In this work, we focused on the data management for use by the initiating studies. We acknowledge that broader reuse of research data is critically important. To that end, we are continually depositing data in the NIH data repositories dbGaP and SRA under the accession numbers phs001297 and phs001347. As the complexity of data collected continues to evolve, the systems to capture and integrate these data must as well. We continue to seek efficiencies in the iterative import–tidy–transform phases by enabling integration of additional sources of clinical information and their associated data standards, vocabularies, and ontologies (e.g., ICD-10, RXNorm, LOINC). In our view, the greatest value in adopting common data models comes from the potential to harmonize multiple studies after completion [Reference Hripcsak31]. Ideally, these standards will be introduced when the study is conceived and study coordinators and principal investigators can be coached to align their native vocabularies and representations with the common standard. However, it is also important to recognize that common models do not always faithfully represent all facts and relationships present in a particular study. In that case, multiple representations would need to be maintained, increasing costs and complexity. We suggest focusing on the data models and representations that have will have the largest scientific return on investment to a given study.

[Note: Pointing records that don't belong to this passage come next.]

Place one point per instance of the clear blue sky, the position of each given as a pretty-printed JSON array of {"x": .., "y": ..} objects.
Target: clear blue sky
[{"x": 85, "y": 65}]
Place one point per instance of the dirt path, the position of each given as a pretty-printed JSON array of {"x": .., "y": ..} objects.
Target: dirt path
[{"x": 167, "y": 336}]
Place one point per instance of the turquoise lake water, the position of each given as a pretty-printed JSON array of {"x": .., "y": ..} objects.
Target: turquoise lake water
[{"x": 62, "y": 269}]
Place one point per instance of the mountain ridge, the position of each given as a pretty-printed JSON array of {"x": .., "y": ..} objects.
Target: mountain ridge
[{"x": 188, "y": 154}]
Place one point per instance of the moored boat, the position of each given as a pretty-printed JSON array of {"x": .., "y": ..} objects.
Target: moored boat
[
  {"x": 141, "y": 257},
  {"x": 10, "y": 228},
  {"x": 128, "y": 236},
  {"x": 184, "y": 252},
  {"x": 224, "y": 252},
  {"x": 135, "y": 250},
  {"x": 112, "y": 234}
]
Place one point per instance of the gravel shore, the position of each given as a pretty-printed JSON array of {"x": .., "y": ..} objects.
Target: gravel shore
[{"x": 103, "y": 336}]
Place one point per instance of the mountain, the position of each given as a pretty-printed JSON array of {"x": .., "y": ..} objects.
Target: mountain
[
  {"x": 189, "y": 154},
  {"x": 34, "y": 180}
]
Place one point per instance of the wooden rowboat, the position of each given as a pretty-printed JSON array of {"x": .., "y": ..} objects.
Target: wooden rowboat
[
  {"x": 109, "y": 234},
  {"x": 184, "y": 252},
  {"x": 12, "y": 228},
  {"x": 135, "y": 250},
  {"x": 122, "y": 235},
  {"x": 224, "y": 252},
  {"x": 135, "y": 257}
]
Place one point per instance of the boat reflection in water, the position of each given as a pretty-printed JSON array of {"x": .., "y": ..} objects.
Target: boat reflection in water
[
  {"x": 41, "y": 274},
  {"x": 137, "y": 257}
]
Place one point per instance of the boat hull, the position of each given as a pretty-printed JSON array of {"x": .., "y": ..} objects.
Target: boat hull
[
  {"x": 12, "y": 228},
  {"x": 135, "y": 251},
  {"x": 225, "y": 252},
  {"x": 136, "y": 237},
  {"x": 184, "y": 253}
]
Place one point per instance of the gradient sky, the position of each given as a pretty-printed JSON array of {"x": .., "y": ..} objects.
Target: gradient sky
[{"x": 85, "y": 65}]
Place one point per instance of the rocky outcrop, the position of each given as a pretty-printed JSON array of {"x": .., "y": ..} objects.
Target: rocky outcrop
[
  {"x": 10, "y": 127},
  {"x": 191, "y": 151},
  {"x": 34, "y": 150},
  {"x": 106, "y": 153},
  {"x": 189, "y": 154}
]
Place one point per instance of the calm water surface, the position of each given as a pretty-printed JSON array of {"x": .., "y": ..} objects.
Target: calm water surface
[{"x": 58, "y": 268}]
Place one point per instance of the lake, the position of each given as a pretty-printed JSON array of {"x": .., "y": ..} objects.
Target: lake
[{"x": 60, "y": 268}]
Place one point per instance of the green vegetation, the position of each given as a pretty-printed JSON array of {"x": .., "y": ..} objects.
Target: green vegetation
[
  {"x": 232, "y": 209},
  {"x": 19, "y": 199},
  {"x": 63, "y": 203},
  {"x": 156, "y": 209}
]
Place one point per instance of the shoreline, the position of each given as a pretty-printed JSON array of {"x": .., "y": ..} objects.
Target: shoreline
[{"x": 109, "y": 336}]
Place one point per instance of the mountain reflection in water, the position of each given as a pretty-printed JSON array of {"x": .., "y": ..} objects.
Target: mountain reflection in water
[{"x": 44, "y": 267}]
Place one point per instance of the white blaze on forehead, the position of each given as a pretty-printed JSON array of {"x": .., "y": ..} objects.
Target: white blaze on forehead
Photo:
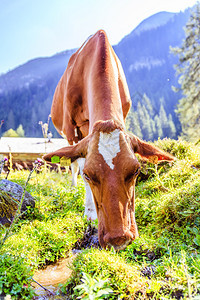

Data science has encouraged rapid prototyping of scientific hypotheses using advanced methods from statistics and machine learning. These have yielded impressive benefits to many areas. However, it is important to recognize and mitigate against the downsides of these techniques, which can be especially acute in observational studies. Rapid prototyping and reusability can lead to more overfitting of models and fishing for statistical significance. More generically, selection biases and unmeasured confounding will be present in all observational studies. Even if causal interpretations are not explicitly sought, it is still important to consider how selection bias and confounding impacts conclusions. Overall, we believe the solution to these pitfalls is not less usability, but more use of unbiased validation, and especially, more active collaboration between domain experts, data engineers, technicians, statisticians, and data scientists.
Acknowledgments
This project has been funded wholly or in part with Federal funds from the National Institute of Allergy and Infectious Diseases, National Institutes of Health, Department of Health and Human Services, under contract no. HHSN27220120005C (The Respiratory Pathogens Research Center, to AM, AMC, DJT, GSP, MTC, SRG, KMS, JHW), under CEIRS contract co. HHSN272201400005C (New York Influenza Center of Excellence, to AMC, DJT, JHW), under contract no. HHSN272201000055C (Center for Biodefence Immune Modeling, to DJT, JHW) and by NHLBI U01 HL101813 (Prematurity and Respiratory Outcomes Program, to AMC, DJT, GSP, MTC, SRG, KMS, JHW), and by the National Center for Advancing Translational Sciences of the National Institutes of Health UL1 TR002001 (University of Rochester Clinical & Translational Science Award number, to AM, AMC, JD, JHW). The content is solely the responsibility of the authors and does not necessarily represent the official views of the National Institutes of Health. We are grateful for the contributions of Alex Rosenberg in the original design of BLIS figure 2.
Disclosures
The authors declare no conflicts of interest are present.